L’histoire d’Also soulève une question plus large. Combien de constructeurs automobiles disposent en interne de projets prometteurs qui pourraient devenir des entreprises indépendantes à fort potentiel ? La création de spin-outs permet de libérer de l’énergie entrepreneuriale tout en conservant un lien stratégique et financier.

Dans un contexte où les grands groupes peinent parfois à innover aussi vite que les start-ups, ce modèle de « skunkworks » transformé en société autonome pourrait se multiplier. Also montre que, lorsqu’il est bien exécuté, il attire facilement l’attention des fonds les plus exigeants.

Le chemin reste long. Mais avec 455 millions de dollars levés en moins de deux ans, une équipe expérimentée et des partenariats stratégiques déjà signés, Also dispose de solides arguments pour devenir un acteur incontournable de la mobilité urbaine de demain.

Conclusion : Une Ambition Qui Dépasse Le Vélo Électrique

Also n’est plus seulement le projet micromobilité de Rivian. C’est désormais une entreprise indépendante qui vise à redéfinir la façon dont les biens et, potentiellement, les personnes se déplacent sur de courtes distances en ville. La dernière levée de 150 millions de dollars ne finance pas seulement des vélos ou des quads. Elle finance une vision : celle d’une flotte de véhicules légers, électriques et de plus en plus autonomes, conçus autour d’une architecture commune.

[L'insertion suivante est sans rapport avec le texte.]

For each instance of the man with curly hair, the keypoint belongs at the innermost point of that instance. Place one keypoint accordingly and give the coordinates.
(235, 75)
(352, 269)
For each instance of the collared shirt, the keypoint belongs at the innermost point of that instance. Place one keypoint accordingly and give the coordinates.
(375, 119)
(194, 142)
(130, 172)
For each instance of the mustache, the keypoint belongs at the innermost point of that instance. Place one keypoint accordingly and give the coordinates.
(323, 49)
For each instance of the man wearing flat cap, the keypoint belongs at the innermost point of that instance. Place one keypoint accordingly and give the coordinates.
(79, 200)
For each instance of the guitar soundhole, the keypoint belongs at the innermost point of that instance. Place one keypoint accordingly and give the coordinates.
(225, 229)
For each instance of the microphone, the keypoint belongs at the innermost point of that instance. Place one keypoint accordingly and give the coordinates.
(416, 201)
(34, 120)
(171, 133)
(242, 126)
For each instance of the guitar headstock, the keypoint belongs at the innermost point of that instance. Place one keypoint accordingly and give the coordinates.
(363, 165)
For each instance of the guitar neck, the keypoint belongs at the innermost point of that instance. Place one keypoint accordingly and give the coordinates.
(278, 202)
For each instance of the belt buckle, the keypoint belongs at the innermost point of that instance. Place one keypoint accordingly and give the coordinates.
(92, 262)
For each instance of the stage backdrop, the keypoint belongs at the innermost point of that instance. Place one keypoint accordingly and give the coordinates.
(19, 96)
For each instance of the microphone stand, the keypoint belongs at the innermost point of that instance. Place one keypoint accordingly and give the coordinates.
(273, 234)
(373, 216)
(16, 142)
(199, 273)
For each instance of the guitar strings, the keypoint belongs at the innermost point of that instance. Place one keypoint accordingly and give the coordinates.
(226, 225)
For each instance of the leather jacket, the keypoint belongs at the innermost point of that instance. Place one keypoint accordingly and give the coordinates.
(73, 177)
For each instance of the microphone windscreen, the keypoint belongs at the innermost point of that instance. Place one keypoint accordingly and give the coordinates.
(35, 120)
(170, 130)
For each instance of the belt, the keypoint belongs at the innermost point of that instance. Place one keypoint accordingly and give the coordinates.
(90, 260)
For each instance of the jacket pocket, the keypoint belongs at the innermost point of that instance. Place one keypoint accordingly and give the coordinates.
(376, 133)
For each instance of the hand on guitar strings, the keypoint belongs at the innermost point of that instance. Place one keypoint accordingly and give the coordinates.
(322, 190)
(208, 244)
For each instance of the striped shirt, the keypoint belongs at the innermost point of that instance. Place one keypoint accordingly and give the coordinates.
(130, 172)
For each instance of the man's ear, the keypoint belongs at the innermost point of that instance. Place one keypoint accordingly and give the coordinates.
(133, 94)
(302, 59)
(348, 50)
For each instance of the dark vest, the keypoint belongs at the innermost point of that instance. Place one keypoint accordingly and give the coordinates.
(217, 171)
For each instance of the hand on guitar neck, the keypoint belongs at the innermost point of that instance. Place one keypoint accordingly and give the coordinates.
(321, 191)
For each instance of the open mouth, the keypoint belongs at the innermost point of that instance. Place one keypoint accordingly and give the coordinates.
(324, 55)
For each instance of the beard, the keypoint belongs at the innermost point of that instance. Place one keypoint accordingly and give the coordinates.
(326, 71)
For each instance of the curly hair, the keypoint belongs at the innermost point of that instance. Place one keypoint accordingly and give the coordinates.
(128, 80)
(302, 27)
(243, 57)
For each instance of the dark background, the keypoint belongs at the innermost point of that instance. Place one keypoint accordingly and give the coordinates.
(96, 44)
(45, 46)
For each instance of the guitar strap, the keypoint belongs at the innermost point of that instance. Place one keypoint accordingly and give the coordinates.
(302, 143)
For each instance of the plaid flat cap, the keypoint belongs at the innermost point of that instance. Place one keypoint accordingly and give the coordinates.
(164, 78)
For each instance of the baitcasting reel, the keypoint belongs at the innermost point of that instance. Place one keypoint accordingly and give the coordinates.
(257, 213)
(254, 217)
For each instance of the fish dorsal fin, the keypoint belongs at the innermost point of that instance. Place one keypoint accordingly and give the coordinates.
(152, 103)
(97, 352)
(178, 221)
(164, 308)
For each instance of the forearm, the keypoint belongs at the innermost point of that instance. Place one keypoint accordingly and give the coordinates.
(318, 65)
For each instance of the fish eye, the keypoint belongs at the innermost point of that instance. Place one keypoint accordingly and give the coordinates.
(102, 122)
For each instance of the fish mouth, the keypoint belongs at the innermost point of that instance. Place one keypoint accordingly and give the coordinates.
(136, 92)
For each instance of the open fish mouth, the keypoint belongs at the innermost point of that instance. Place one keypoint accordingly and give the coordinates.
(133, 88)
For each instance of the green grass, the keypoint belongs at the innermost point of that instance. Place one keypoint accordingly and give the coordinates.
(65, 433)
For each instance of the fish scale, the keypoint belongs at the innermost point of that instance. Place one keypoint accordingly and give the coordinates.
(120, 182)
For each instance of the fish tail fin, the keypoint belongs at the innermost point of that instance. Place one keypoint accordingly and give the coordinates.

Dans un marché où les annonces de levées de fonds se multiplient, celle d’Also se démarque par sa cohérence. Une équipe issue de l’un des constructeurs les plus innovants de la décennie, une stratégie d’intégration verticale claire, des partenaires commerciaux de premier plan et une feuille de route qui s’étend de la micromobilité à l’autonomie. Les prochains mois diront si l’exécution sera à la hauteur de l’ambition. Pour l’instant, les investisseurs ont clairement choisi de parier sur le oui.

Cette histoire illustre aussi une tendance plus profonde : la frontière entre constructeurs automobiles traditionnels et start-ups de mobilité devient poreuse. Les spin-outs comme Also montrent qu’il est possible de combiner la discipline industrielle d’un grand groupe avec l’agilité et l’appétit pour le risque d’une jeune pousse. Dans les années à venir, d’autres exemples pourraient suivre. Also, pour sa part, a déjà prouvé qu’elle savait attirer les capitaux. Reste maintenant à prouver qu’elle sait livrer des véhicules, et surtout, des expériences de mobilité qui changent vraiment la donne.

Le secteur de la dernière mille regarde avec attention. Si Also réussit à déployer ses véhicules autonomes à grande échelle tout en maintenant la qualité de ses produits grand public, elle pourrait redéfinir les standards de ce marché encore en construction. Une chose est certaine : avec plus de 450 millions de dollars en banque et le soutien de fonds qui ont déjà gagné avec Rivian, la start-up dispose de toutes les cartes pour tenter sa chance. L’avenir de la mobilité urbaine légère se joue peut-être en partie dans les ateliers d’Also.